Moreover, former Deputy Chief Cabinet Secretary Ishihara, the person responsible at the working level at the time the Kono Statement was issued, attended a recent meeting of the Budget Committee of the House of Representatives. During the meeting, he speculated that there may have been consultations between Japan and the ROK during the process of compiling the Kono Statement. In addition, Mr. Ishihara said that following the announcement of the Kono Statement Japan-ROK relations were at one point settled. However, Mr. Ishihara also stated that the ROK Government recently raised past issues again, and he found it extremely regrettable that Japan’s good intentions at the time have been disregarded. Given that Mr. Ishihara made such comments, the Government will of course ascertain the background behind the testimonies.

REPORTER: As part of the efforts to ascertain the facts behind the testimonies, do you intend to hear from Mr. Sakutaro Tanino and Mr. Yohei Kono, who were involved in compiling the statement?

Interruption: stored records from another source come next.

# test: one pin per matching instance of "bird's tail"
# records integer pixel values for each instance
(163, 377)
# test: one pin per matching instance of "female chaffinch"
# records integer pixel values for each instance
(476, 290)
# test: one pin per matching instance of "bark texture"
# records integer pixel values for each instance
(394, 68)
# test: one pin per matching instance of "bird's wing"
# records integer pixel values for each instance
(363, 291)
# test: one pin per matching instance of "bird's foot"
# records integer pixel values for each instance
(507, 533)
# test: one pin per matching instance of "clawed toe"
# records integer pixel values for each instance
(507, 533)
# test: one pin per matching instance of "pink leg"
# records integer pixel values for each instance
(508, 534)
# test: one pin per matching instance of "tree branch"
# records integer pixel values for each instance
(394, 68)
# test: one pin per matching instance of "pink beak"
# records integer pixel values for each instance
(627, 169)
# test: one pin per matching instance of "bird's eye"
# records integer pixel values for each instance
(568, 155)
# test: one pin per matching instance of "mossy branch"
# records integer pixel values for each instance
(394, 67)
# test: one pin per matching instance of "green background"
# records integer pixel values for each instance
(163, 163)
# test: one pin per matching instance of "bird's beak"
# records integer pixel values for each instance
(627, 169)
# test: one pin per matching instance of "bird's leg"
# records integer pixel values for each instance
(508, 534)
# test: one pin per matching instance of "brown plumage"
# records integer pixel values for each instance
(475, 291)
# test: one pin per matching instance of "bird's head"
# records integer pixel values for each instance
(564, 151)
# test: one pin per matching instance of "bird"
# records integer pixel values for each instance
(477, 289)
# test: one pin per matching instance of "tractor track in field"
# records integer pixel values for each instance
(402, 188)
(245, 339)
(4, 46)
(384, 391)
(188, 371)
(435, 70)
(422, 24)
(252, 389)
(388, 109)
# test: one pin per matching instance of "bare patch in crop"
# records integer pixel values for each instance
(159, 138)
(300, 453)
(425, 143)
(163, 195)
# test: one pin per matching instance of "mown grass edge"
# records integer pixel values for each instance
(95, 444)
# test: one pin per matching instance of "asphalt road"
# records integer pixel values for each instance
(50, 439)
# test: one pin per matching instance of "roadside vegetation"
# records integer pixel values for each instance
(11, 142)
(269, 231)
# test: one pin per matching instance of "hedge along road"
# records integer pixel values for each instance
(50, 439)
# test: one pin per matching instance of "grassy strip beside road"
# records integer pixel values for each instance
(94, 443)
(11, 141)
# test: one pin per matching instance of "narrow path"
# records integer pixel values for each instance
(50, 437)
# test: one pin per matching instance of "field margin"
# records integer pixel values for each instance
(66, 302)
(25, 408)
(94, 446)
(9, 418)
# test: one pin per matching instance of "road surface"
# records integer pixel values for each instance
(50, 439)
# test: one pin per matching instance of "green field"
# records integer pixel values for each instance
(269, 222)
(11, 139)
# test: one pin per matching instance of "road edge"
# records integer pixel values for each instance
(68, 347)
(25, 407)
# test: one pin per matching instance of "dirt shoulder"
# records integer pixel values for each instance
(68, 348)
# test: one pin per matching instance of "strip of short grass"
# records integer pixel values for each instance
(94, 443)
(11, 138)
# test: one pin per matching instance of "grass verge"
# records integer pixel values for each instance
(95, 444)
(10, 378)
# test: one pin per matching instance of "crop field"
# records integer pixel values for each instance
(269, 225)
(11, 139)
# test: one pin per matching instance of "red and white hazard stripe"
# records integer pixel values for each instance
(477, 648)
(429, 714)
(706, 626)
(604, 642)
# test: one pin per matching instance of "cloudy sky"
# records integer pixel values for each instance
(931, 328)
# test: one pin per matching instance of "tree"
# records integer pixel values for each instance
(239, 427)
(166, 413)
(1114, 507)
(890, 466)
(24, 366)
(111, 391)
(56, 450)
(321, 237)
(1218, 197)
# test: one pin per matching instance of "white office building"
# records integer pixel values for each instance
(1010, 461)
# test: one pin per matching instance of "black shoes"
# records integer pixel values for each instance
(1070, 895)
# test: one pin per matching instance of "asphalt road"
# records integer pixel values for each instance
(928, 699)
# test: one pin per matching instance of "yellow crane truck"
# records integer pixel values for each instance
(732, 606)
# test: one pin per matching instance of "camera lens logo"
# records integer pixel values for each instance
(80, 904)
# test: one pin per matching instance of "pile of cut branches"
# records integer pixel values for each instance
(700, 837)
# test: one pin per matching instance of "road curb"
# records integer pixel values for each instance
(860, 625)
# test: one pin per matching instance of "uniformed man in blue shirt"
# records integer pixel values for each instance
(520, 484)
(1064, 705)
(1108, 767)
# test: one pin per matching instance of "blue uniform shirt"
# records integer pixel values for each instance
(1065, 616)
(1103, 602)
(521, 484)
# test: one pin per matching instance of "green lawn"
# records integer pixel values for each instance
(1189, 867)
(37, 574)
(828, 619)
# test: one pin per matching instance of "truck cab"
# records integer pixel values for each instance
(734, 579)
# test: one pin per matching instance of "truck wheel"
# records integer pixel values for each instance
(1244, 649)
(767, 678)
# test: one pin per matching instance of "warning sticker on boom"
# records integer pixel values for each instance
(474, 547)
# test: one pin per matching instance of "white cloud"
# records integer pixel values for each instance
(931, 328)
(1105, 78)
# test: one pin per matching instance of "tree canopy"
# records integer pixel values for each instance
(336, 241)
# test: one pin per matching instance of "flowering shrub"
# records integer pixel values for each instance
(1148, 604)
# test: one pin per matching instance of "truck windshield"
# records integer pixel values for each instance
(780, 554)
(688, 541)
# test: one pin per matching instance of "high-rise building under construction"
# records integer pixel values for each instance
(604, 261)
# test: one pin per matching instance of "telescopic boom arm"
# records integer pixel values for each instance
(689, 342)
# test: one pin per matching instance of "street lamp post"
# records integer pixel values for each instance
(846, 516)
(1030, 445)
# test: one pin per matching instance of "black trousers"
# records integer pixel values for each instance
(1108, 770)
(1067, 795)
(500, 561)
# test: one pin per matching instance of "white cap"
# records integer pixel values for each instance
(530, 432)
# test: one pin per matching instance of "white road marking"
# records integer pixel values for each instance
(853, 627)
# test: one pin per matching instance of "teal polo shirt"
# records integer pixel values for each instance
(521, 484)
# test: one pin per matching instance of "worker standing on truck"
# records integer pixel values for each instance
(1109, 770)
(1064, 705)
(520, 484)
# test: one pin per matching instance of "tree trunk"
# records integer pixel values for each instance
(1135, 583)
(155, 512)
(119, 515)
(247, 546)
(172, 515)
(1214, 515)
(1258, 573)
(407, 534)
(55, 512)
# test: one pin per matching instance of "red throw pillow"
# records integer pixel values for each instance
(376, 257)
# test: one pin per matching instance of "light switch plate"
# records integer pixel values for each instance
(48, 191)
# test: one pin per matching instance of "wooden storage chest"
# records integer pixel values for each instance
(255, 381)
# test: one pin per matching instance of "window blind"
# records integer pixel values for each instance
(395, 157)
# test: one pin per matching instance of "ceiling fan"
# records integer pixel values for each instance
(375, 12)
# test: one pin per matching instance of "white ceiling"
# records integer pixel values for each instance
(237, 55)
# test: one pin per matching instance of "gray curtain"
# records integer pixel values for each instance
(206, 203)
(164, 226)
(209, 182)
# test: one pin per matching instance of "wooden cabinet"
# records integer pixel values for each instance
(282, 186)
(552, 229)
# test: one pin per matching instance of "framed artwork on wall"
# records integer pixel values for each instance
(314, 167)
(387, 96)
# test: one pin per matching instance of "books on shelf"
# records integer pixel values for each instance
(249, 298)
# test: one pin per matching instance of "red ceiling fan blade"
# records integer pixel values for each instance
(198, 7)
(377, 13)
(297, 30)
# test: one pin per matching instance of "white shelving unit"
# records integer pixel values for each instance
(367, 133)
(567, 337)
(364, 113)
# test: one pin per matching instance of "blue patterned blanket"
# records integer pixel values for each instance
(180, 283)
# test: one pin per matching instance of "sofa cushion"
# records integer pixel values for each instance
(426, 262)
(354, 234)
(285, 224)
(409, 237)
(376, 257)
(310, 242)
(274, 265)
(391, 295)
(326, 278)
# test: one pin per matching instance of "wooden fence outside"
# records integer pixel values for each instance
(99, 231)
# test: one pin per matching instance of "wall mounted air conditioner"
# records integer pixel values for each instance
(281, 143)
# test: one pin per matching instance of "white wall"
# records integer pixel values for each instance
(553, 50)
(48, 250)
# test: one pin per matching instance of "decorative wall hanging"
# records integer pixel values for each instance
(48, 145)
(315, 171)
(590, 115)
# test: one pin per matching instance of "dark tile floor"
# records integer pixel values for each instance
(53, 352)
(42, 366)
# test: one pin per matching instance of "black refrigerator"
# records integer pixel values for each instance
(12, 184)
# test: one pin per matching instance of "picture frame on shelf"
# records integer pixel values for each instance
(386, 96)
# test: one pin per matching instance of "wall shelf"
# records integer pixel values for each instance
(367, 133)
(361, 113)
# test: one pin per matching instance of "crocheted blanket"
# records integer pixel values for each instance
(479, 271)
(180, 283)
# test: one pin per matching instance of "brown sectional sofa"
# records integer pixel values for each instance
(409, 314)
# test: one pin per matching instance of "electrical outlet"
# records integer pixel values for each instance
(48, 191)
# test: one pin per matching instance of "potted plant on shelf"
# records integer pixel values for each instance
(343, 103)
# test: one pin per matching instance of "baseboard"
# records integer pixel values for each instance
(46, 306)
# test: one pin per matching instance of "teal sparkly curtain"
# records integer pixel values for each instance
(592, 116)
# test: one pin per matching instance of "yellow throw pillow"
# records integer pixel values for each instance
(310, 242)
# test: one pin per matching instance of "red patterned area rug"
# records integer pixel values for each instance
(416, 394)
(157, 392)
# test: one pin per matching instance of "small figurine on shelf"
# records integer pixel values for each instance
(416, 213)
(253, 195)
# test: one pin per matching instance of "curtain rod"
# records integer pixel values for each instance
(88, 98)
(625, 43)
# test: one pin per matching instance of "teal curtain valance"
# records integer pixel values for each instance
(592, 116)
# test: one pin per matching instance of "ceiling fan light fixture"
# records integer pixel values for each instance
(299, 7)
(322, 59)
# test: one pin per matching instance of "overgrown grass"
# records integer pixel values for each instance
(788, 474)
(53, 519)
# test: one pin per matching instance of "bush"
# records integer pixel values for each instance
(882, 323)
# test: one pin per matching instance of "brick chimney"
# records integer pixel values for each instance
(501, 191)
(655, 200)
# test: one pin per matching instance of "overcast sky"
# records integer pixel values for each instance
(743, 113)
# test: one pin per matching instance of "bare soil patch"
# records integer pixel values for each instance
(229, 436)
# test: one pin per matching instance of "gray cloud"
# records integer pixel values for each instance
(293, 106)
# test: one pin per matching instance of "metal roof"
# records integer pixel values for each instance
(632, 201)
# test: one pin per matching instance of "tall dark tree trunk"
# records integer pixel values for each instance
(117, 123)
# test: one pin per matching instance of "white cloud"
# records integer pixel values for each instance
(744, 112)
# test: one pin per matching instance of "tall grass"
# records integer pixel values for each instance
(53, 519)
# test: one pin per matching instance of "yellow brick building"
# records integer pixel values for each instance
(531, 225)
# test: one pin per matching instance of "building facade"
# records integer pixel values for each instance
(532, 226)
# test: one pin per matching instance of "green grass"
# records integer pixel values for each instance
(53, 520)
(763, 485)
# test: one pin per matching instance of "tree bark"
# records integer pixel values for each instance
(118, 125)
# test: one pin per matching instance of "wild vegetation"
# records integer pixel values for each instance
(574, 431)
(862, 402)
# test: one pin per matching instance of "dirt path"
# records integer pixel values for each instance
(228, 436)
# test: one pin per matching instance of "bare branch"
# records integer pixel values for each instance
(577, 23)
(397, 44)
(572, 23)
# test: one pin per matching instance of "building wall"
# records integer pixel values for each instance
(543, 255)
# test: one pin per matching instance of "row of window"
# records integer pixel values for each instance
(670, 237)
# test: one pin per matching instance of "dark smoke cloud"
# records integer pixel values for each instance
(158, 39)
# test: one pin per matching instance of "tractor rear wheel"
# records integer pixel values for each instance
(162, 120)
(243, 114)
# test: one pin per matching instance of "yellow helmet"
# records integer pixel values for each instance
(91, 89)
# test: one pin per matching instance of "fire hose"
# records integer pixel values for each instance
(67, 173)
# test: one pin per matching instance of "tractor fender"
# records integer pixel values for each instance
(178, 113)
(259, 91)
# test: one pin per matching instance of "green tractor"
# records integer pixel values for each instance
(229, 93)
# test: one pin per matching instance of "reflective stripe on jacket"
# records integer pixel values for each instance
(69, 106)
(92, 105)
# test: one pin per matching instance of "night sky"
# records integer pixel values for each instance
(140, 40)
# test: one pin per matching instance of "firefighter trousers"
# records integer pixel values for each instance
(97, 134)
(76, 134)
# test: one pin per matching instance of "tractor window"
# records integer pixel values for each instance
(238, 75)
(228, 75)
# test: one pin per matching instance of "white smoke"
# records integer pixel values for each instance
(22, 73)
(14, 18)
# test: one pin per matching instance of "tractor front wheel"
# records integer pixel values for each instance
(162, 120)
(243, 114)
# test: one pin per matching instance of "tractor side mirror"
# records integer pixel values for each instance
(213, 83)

CHIEF CABINET SECRETARY SUGA: As I said during the Budget Committee meeting, we will maintain confidentiality and have experts complete the efforts to ascertain the background of the compilation of the Statement. However, I must refrain from mentioning the specific ways these efforts will take. 

REPORTER: During this morning's Budget Committee meeting, the Prime Minister declared that the Japanese Government will not revise the Kono Statement. In terms of the background to this,  I understand that before the Prime Minister assumed his current position, he expressed a desire to revise the statement. What is the significance of the Prime Minister declaring that he does not plan to revise the Kono Statement at this particular time, one year and three months after his inauguration?

CHIEF CABINET SECRETARY SUGA:  As in the written answers in response to a letter of questions by a Diet member at the time of the first Abe Administration, which is the Cabinet decision,  the Abe administration would succeed the statements of past Cabinets, or statements by past Chief Cabinet Secretaries. I believe that the Prime Minister never said that he would revise this statement nor did he say that he :would not succeed it.

REPORTER Does this change have anything to do with the fact that he made some statements as a member of the opposition and other statements while in office?

CHIEF CABINET SECRETARY SUGA: No, I do not believe so. I believe that the Prime Minister has been consistent.

REPORTER: The U.S., the ROK and other countries have expressed concern over the Japanese Government's position on the Kono Statement. However, with the Prime Minister declaring his intention not to revise the Kono Statement today, do you believe that friction or misunderstanding with neighboring countries and the U.S. will be eased?

CHIEF CABINET SECRETARY SUGA: As I have said on numerous occasions, the Abe Government has never said that it would revise the Kono Statement even once. We have always said that we will succeed the Kono Statement.

We also believe this issue should never be turned into a diplomatic issue or a political issue. In light of this, this issue has been studied from various aspects by historians, both in Japan and overseas, as well as by experts. As such, we have always maintained that this issue needs further discussion from an academic perspective.

The Prime Minister also said today that we must face history with humbleness and it is my opinion that he has been consistent with this series of issues.